[Alumni-chat] students with mental health problems
alanbenard (alanbenard at pobox.com)
alumni-chat_forum at antiochians.org
Mon Aug 6 14:14:44 EDT 2007
Pam:
Thanks for your post and for the work you did to encourage due process and nuance in these decisions.
Here is a link to a description of how transcripts from the "mentally ill" were flagged and given due-process consideration by a committee at the time the poster worked at Antioch Admissions. I'm not in favor of severely ill people attending Antioch for the reasons you stated. However, I am also not in favor of the preemtive rejection of any applicant who admits to having been treated for depression.
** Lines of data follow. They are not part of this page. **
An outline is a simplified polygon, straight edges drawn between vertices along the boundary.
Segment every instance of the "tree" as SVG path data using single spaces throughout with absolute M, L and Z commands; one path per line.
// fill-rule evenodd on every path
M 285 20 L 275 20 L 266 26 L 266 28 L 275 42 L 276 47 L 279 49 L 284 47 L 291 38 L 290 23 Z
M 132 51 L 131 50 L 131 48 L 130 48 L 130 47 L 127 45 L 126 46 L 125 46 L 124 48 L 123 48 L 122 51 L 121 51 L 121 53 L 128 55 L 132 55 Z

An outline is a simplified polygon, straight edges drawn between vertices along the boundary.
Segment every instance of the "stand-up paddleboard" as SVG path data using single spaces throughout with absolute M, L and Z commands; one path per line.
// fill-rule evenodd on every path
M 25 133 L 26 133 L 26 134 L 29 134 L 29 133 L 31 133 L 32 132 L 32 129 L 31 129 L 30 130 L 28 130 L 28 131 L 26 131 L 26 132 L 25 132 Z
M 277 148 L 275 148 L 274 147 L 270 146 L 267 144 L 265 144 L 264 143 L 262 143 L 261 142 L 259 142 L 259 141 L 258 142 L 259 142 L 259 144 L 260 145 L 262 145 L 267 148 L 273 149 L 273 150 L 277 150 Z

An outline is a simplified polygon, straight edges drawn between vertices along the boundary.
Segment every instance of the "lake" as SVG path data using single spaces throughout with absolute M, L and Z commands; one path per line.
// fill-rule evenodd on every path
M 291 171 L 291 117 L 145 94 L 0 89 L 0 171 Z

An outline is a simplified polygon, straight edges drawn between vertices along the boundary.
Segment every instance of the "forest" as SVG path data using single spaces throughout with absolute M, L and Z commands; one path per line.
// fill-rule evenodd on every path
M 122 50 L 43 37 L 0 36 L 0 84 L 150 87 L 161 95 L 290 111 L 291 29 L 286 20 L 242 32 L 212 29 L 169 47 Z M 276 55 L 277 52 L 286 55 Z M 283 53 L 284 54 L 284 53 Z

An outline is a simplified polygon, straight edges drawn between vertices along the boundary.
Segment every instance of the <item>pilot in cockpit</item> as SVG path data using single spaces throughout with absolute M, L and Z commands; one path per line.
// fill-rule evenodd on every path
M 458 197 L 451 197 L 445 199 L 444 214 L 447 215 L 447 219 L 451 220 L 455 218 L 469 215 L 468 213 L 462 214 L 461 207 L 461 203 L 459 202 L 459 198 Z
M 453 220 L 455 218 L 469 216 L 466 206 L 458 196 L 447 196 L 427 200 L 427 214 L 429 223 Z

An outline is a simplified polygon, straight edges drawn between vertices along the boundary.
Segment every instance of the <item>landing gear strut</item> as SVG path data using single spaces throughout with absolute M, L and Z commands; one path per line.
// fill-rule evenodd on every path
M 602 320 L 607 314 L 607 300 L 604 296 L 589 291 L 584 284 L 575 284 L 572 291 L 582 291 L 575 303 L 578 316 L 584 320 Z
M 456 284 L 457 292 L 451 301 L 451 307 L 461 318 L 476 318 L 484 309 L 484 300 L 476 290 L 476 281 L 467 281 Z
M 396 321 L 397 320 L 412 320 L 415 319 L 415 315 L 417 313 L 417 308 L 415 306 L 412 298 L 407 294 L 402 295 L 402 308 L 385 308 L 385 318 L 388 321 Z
http://antiochians.org/forum/viewtopic.php?pid=27332#p27332
An excerpt from the post, by Seth Gordon:
>Students with physical, learning or, mental disabilities that self-disclosed were flagged. In addition, anyone over 23 (or 25), low gpa, home-schooled (in absence of traditional evaluation materials like a transcript), or simply a poorly written essay or an essay with a disturbing or inapropriate topic were all flagged for Special Review. This committee allowed people like myself an opportunity for a second opinion from people who had more expertise and would ultimately be serving these students. Of course these criteria may have changed as may have the process.
>
>This committee had six members -- admissions, dean of students, academic support, counseling, a co-op faculty and an academic faculty. Being put in special review was not, in itself, a negative. This was an opportunity for the staff at the college to be sure of anyone who had special needs and for the institution to evaluate whether it had the capacity to serve this student within the confines of its resources. Some students were often quite easy to evaluate -- such as home -schoolers; others were more difficult. So for example a 24 year old student may have seemed benign but a 42 year old on a residential campus was important to consider --both for them and for the students.
The impression one is left with, given that the report in the Yellow Springs News is accurate, is that this process was short-circuited at the first reading of application.
There's a lot of pining for the "good old days" on this forum by some, and I guess that's what these folks mean -- unfair and presently illegal discrimination in the admission process without consideration by the college's professional staff under established due process. It sure was a lot more simple back then in those front porch and lemonade days.